Majority-Minority Districts


This is an area that I used to know a lot about earlier in my academic existence, but has nothing to do with the paper I’m trying to  finish today opposed by my daughter’s best efforts (the effect of EU Framework I grants on turnout to European Parliament elections).  As I haven’t examined majority-minority districting in well over ten years the following is based on memory (hence corrections are not only welcome, they’re invited).

While I now vote in OR-5 based on our opulent Lake Oswego Estate, I voted in WA-7 for over 20 years, a shift I find satisfying as OR-5 is a swing district, whereas WA-7 is a very safe Democratic seat such that the Republicans often do not bother running a candidate.  There is a proposal to carve out a majority-minority district based in large part on the extant 7th District.

My initial reaction is that this is a bad idea.  I am not opposed to majority-minority districts per se.  However, this proposal fails to achieve the goals of majority-minority districting on two criteria.  First, to my knowledge every existing majority-minority district concentrates a single minority in said district, be it African-American or Latino.  The goal here is to afford political minorities the ability to elect a member of their community — in effect, to guarantee their election.  This proposed district, however, “wouldn’t give a majority to any single ethnic or racial minority — rather it would treat all of them as a single bloc.”

It doesn’t work like that.

Second, due to differences in turnout rates, in order to guarantee the election of a minority, they usually need to constitute around 55% of the district’s population (there are exceptions; see NC-12, made famous by Shaw v Reno).  The proposed district, at 50.1%, barely qualifies under an expansive definition of “majority-minority”, let alone one that achieves the primary goal.

There are other critiques of such districts, both normative (usually they require creative gerrymandering; see IL-04 as an example), and political.  The latter is problematic from a Democratic perspective as to achieve the goal of minority representation, an atypically high number of Democratic voters have to be packed into the district, thus mitigating their influence in neighbouring districts.  This reason is why the Bush 41 Justice Department was quite keen on majority-minority districts under the pre-clearance provisions of the VRA.  However, given that Washington has a new 10th district following reapportionment, in this case it’s not a zero-sum game.

There are positive ramifications as well.  Descriptive representation is a key result, and this is one reason why the demographics of the House come close to national percentages.  For example, in the 111th, African Americans held 9.5% of House seats (against 13% of the national population); Latinos did considerably worse, however, at 5% of the House against over 14% of the population.  There is also empirical evidence suggesting that descriptive representation enhances the sense of external efficacy amongst minority populations (not only from the United States, but also concerning the Maori in New Zealand).  Of course, descriptive representation does not necessarily equate into substantive representation.

I have a couple other observations on this article (written by Jim Brunner, whom I have known since my undergraduate days and is an excellent reporter).  First, it’s suggested one of the criteria employed by Washington’s redistricting panel is to avoid splitting cities “wherever possible”.  Maintaining the geographic integrity of Seattle clearly plays into Republican hands; furthermore, I’m not sure why retaining municipal integrity in House districts is at all important.  One of the dysfunctions of the US House is that a small minority of districts are ever truly competitive in any given election.  While I am a big fan of Jim McDermott, it would be more democratic if he faced credible opposition once in a while.  Second, Brunner writes that

Federal voting-rights laws do encourage states to avoid drawing boundaries that dilute the political clout of minorities.

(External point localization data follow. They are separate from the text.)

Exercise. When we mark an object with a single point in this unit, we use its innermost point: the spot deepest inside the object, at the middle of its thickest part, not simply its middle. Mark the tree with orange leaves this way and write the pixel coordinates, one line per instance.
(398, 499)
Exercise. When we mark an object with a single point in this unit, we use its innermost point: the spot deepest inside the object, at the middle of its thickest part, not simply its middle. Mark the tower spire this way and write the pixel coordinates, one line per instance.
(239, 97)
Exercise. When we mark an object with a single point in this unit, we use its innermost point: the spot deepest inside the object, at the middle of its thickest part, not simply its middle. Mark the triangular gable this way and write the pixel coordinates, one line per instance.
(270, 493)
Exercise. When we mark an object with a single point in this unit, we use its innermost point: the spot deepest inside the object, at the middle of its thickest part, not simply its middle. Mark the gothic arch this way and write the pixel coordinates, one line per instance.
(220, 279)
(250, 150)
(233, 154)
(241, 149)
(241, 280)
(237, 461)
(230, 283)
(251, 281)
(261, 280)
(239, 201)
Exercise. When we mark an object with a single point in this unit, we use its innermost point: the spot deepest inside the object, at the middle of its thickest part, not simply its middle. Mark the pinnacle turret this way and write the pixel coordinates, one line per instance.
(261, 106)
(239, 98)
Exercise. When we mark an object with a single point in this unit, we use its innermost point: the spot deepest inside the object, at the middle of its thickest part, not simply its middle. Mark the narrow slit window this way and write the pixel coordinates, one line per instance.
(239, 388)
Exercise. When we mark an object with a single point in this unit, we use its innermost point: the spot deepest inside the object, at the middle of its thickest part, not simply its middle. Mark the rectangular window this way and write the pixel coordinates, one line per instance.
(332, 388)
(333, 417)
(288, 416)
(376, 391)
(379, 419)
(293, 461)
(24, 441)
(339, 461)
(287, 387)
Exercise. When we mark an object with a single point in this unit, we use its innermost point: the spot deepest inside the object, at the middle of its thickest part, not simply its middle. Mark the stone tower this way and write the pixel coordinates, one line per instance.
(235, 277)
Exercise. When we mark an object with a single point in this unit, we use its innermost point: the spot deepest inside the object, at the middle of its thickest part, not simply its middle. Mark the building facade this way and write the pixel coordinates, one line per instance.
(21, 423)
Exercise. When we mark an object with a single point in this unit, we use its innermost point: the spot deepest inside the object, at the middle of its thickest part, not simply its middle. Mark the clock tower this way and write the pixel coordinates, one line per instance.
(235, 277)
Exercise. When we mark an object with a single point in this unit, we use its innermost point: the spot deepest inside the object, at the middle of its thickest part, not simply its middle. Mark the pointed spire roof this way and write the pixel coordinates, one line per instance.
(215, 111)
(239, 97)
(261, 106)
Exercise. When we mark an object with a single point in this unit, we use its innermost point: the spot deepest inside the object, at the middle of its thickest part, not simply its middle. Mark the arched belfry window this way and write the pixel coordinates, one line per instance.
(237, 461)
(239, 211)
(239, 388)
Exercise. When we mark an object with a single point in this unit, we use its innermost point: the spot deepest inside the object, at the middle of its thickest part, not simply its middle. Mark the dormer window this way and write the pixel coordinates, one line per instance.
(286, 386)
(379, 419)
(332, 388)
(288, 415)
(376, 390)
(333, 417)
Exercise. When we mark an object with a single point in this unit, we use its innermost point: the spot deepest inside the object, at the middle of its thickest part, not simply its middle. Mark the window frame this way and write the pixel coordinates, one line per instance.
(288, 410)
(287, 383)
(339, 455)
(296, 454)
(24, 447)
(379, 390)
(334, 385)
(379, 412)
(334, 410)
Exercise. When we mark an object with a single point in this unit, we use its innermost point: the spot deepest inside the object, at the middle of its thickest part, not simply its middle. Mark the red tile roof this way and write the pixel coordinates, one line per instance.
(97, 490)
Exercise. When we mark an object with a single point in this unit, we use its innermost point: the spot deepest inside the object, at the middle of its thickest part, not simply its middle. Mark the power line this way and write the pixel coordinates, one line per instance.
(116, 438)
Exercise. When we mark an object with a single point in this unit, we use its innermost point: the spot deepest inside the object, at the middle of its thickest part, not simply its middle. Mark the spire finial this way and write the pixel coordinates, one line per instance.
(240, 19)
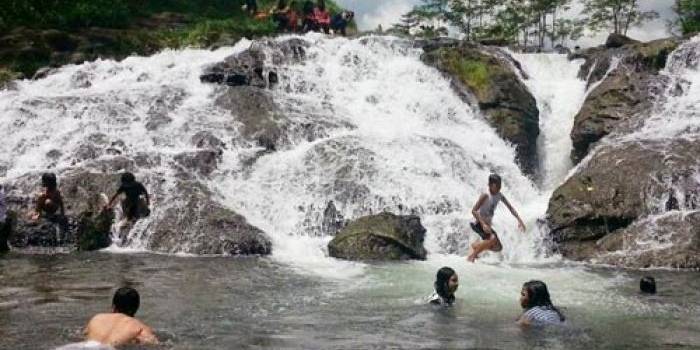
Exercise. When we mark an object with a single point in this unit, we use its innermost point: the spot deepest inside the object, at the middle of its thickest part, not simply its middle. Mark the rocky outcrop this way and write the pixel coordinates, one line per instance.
(247, 79)
(668, 240)
(198, 225)
(487, 78)
(619, 185)
(630, 85)
(380, 237)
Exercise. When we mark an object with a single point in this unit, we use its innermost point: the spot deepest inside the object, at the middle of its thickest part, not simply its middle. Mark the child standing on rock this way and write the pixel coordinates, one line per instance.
(483, 212)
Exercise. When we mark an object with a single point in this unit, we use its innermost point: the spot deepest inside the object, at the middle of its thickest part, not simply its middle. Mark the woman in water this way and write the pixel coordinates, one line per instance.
(539, 310)
(446, 284)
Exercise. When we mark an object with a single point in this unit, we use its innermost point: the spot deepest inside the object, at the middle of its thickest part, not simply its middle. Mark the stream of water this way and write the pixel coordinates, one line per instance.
(395, 137)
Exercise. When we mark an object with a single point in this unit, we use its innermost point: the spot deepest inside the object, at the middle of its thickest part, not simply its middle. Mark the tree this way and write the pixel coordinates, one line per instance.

In many states, extra care is given to drawing districts that ensure African Americans are majority, for example, due to the historical efforts to disenfranchise them.

This is true, but to expand on what Jim’s written, the real teeth of the VRA as applied to representation is the requirement of pre-clearance under Section 5.  Washington is not one of the states or jurisdictions that require Justice Department pre-clearance of its electoral rules.

I find the entire notion of single member districts problematic from a representation perspective, and have long agreed with Lani Guinier that there are better remedies to representational disenfranchisement than gerrymandering.